I’ve tried swapping drives, but the same issue. The only node I did not have this issue on, was the node that had the UCSC-SAS-M5 HBA versus the UCSC-MRAID-M5 controller. No clue why, the drives are in JBOD mode. After not being able to successfully copy files, and those being stable, decided to try again. I had successfully gotten Nutanix Move to deploy and boot. But then I went and put a node in maintenance mode to reboot it. All hell let lose. Could not go into maintenance mode, Nutanix Move would not start, and the one VM that I had test moved over, would not start.
Done. Done. Done. I speak with my associates, and tell them one more day of slowness, if I can’t get it stable, I will revert back to ESXi.
Try 2: No HBA Passthrough
So I try again. I start all over. I reinstall everything. As above, setup networking, start the cluster, wait about 15-20 minutes. First thing I see when I login to Prism is 4 hosts in critical. The Storage Controller on 3 out of 4 nodes was Down. Different node this time, which is odd because the node that was working the first time, I didn’t change anything. I changed around the drives on the others.
But same issues. This time, cannot even deploy Nutanix Move. After about an hour of trying, I knew I had to get busy on re-installing ESXi. Reason I say reinstall is, 1) I had already destroyed the drives my vSAN ESA cluster was on, and while I do have backup of the ESXi configs, since I am changing a few things, renumbering, etc, I might as well reinstall. Total time to get all 4 nodes imaged, running, and connected back to vCenter? Less than an hour. Now, I still have to do the configuring, but still. In about 75 minutes, I was moving workloads back over.
Distributed Switches, iSCSI, affinity rules, testing HA and DRS. Total time, 2.5 hours and my cluster was humming along like nothing ever happened. No more host memory errors due to running all my workloads on 2 nodes…

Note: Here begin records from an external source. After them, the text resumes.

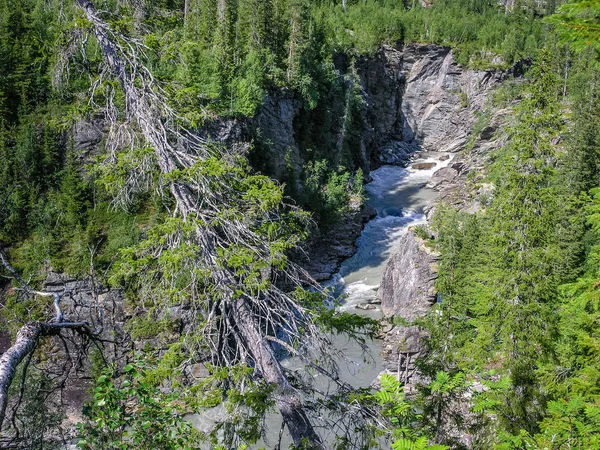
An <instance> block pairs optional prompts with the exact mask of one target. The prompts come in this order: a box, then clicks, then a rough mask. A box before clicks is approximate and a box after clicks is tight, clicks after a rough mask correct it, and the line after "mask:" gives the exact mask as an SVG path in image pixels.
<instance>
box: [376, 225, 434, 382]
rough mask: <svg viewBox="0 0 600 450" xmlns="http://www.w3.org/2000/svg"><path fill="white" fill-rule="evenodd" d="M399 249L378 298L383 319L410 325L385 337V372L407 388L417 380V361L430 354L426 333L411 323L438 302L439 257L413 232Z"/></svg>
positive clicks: (408, 235)
mask: <svg viewBox="0 0 600 450" xmlns="http://www.w3.org/2000/svg"><path fill="white" fill-rule="evenodd" d="M398 247H399V251H398V252H397V253H396V254H394V255H393V256H392V257H391V258H390V260H389V261H388V263H387V265H386V267H385V270H384V272H383V277H382V279H381V286H380V288H379V295H380V298H381V309H382V311H383V313H384V315H385V316H386V317H400V318H402V319H404V320H405V321H406V322H407V323H408V324H407V325H403V326H395V327H393V328H392V329H391V330H390V331H388V332H387V333H385V335H384V339H383V351H382V356H383V359H384V361H385V363H384V365H385V368H386V369H387V370H388V371H390V372H393V373H396V374H397V375H398V377H399V379H400V380H402V381H403V383H404V384H407V383H408V382H414V381H415V380H416V379H418V373H417V370H416V367H415V361H416V360H417V358H419V357H420V356H422V355H423V354H424V353H425V352H426V351H427V347H426V345H425V338H426V336H427V333H426V331H425V330H423V329H422V328H420V327H418V326H416V325H411V323H413V322H414V321H415V320H416V319H418V318H421V317H423V316H424V315H425V314H427V311H429V309H430V308H431V306H432V305H433V304H434V303H435V301H436V291H435V287H434V283H435V279H436V272H437V261H438V255H437V254H435V253H433V252H431V251H430V250H429V249H428V248H427V247H426V246H425V244H424V241H423V240H422V239H421V238H419V237H418V236H416V235H415V233H414V232H413V231H411V230H409V231H408V233H407V234H406V236H405V237H404V238H403V239H402V241H401V242H400V244H399V246H398Z"/></svg>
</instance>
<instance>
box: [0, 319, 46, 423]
mask: <svg viewBox="0 0 600 450" xmlns="http://www.w3.org/2000/svg"><path fill="white" fill-rule="evenodd" d="M41 334H42V327H41V325H40V324H39V323H29V324H27V325H25V326H24V327H23V328H21V329H20V330H19V332H18V333H17V339H16V341H15V343H14V345H13V346H12V347H10V348H9V349H8V350H7V351H6V352H5V353H4V354H3V355H2V357H1V358H0V430H1V429H2V422H4V416H5V414H6V405H7V404H8V390H9V388H10V385H11V384H12V381H13V379H14V377H15V373H16V372H17V367H18V366H19V363H20V362H21V361H23V360H24V359H25V357H26V356H27V355H29V354H31V353H32V352H33V351H34V350H35V348H36V346H37V343H38V340H39V338H40V335H41Z"/></svg>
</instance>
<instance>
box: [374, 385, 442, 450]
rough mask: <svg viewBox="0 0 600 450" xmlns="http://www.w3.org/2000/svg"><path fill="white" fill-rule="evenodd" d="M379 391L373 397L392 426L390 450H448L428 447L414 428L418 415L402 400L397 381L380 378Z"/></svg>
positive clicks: (406, 400)
mask: <svg viewBox="0 0 600 450" xmlns="http://www.w3.org/2000/svg"><path fill="white" fill-rule="evenodd" d="M380 383H381V389H380V390H379V391H377V392H376V393H375V394H374V395H373V397H374V399H375V400H376V401H377V403H378V404H379V405H380V406H381V407H382V413H383V415H384V417H386V418H387V419H388V420H389V422H390V424H391V426H392V437H393V442H392V449H394V450H448V448H449V447H447V446H444V445H429V439H428V438H427V436H422V435H421V430H420V429H418V428H415V423H416V422H417V421H418V420H419V419H420V415H418V414H417V413H416V412H415V407H414V405H412V404H411V403H410V402H408V401H407V400H405V398H404V390H403V386H402V384H401V383H400V382H399V381H398V379H397V378H396V377H394V376H392V375H389V374H383V375H382V376H381V380H380Z"/></svg>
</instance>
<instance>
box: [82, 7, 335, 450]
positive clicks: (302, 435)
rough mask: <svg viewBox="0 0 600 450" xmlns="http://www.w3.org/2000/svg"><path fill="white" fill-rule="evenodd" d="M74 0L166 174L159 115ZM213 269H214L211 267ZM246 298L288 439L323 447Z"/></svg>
mask: <svg viewBox="0 0 600 450" xmlns="http://www.w3.org/2000/svg"><path fill="white" fill-rule="evenodd" d="M77 2H78V3H79V5H80V6H81V8H82V9H83V10H84V12H85V14H86V16H87V18H88V20H89V21H90V22H92V23H93V24H94V34H95V36H96V38H97V39H98V42H99V44H100V47H101V48H102V50H103V52H104V54H105V58H106V62H107V63H108V65H109V67H110V68H111V70H112V73H113V76H114V77H115V78H116V79H117V81H119V83H120V84H121V86H122V89H123V91H124V93H125V96H126V103H127V105H128V106H129V108H128V109H129V112H130V114H132V115H133V116H134V117H135V119H136V121H137V123H138V125H139V126H140V129H141V132H142V134H143V136H144V138H145V139H146V141H147V142H148V143H149V144H150V145H151V146H152V147H153V148H154V150H155V153H156V157H157V160H158V165H159V168H160V170H161V172H162V173H163V174H168V173H169V172H171V171H172V170H174V169H176V168H177V164H176V160H175V157H174V156H173V155H174V153H175V151H174V149H173V148H172V147H171V145H170V144H169V142H168V140H167V137H166V130H165V128H164V125H163V123H162V122H161V118H160V117H157V111H156V109H155V108H154V107H153V105H151V104H149V102H148V99H147V98H143V96H142V95H140V93H139V92H138V88H137V87H136V85H135V80H134V77H133V75H132V74H131V73H129V72H128V69H127V66H126V64H125V60H124V59H123V57H122V56H121V55H120V54H119V49H118V47H117V45H116V44H115V43H114V42H113V41H112V40H111V37H110V34H109V31H110V29H109V27H108V25H107V24H106V23H105V22H104V21H102V20H101V19H100V18H99V17H98V14H97V11H96V8H95V6H94V3H93V2H92V1H91V0H77ZM217 6H218V11H219V13H218V16H219V17H220V16H221V15H223V14H224V11H225V8H226V7H227V5H226V3H225V0H218V3H217ZM170 191H171V193H172V195H173V196H174V198H175V200H176V202H177V207H178V209H179V211H180V212H181V213H182V215H183V216H184V217H185V216H186V214H188V213H190V212H195V211H197V210H198V207H197V205H196V203H195V199H194V195H193V194H192V193H191V192H189V189H188V187H187V186H186V185H185V184H182V183H177V182H172V183H171V185H170ZM203 251H205V252H207V254H208V257H212V256H213V255H212V254H214V248H213V245H212V244H211V243H210V242H207V243H203ZM214 270H219V269H218V268H217V267H215V268H214ZM249 302H250V300H248V299H238V300H235V301H233V305H232V307H233V314H232V315H233V317H232V318H233V320H234V322H235V324H236V326H237V327H238V328H239V331H240V334H241V336H242V339H243V340H244V341H245V345H246V348H247V351H248V352H249V353H250V355H251V356H252V359H253V360H254V362H255V364H256V369H257V370H258V371H259V372H260V373H261V374H262V376H263V378H264V379H265V380H266V381H267V382H268V383H270V384H273V385H275V386H277V388H276V389H277V390H276V395H275V402H276V404H277V407H278V409H279V411H280V413H281V415H282V417H283V420H284V422H285V424H286V425H287V427H288V430H289V432H290V435H291V437H292V439H293V441H294V444H295V445H296V446H298V447H302V446H303V445H305V443H306V442H305V441H308V443H309V445H310V446H311V447H312V448H314V449H318V450H324V447H323V444H322V443H321V441H320V439H319V436H318V435H317V433H316V432H315V431H314V428H313V426H312V424H311V422H310V420H309V419H308V416H307V415H306V412H305V411H304V409H303V406H302V402H301V400H300V398H299V396H298V395H297V393H296V391H295V390H294V389H293V388H292V387H291V386H290V385H289V383H288V380H287V377H286V376H285V374H284V373H283V369H282V367H281V365H280V364H279V361H278V360H277V357H276V356H275V353H274V351H273V349H272V347H271V345H270V344H269V342H268V340H267V338H266V337H265V336H263V335H262V334H261V332H260V331H259V327H258V326H257V323H256V315H255V314H254V312H253V311H252V309H251V308H250V306H249Z"/></svg>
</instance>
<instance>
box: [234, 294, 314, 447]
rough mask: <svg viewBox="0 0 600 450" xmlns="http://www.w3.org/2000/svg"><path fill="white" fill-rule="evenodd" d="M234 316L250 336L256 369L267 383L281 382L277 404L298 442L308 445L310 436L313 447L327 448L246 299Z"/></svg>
mask: <svg viewBox="0 0 600 450" xmlns="http://www.w3.org/2000/svg"><path fill="white" fill-rule="evenodd" d="M233 317H234V321H235V323H236V324H237V326H238V328H239V330H240V334H241V335H242V337H243V338H244V339H245V340H246V345H247V346H248V349H249V351H250V353H251V355H252V358H253V360H254V363H255V365H256V369H258V370H259V371H260V373H261V374H262V376H263V378H264V379H265V381H266V382H267V383H269V384H273V385H275V386H277V388H276V392H275V404H276V405H277V408H278V409H279V412H280V413H281V416H282V417H283V421H284V422H285V424H286V425H287V427H288V430H289V432H290V436H291V437H292V440H293V441H294V445H295V446H296V447H298V448H304V447H303V445H305V444H306V442H305V440H308V442H309V443H310V445H311V448H314V449H319V450H324V449H325V447H324V446H323V444H322V443H321V439H320V438H319V436H318V435H317V434H316V432H315V431H314V429H313V426H312V424H311V422H310V420H309V418H308V416H307V415H306V412H305V411H304V408H303V407H302V402H301V401H300V398H299V396H298V394H297V392H296V391H295V389H294V388H293V387H292V386H290V385H289V383H288V380H287V378H286V376H285V374H284V373H283V369H282V367H281V365H280V364H279V361H278V360H277V357H276V356H275V352H274V351H273V348H272V347H271V344H270V343H269V341H268V340H267V339H266V338H265V337H264V336H262V335H261V333H260V331H259V330H258V328H257V326H256V323H255V322H254V320H253V317H254V314H253V312H252V310H251V309H250V307H249V306H248V302H247V301H246V300H243V299H238V300H237V301H236V302H235V304H234V307H233Z"/></svg>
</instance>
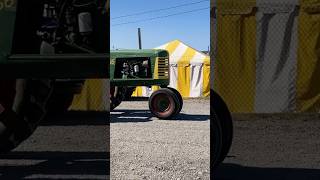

So, I’m back to ESXi. I’m actually happy about it. I got to correct some things I did not like from my previous cluster. Cleaned up my distributed switches, moved the ESXi boot directory and esxdata to a drive that’s not on the same HBA. The M4 is gone, and life is good again.
Will I try Nutanix Again?
Of course. I’m thinking of getting 2-4 SFF PCs, all NVMe. Nothing fancy. Just to learn the platform. I’m disappointed that I could not get everything going, but I couldn’t keep causing slowdowns to my workloads. I’ve thought about getting the HBA Nutanix expects, go all NVMe and trying again. Who knows.
Oh, for those who are wondering — I did try the Foundation way of installing. That has strict requirements. I tried editing the python scripts that run to install, but I just didn’t have enough time to try to find where the /root/.python whatever directories are initially stored, or how they are created to make modifications to the layout.py files, etc. I had hacked Foundation quite a bit, but just got tired. If I get the expected equipment, I may try again.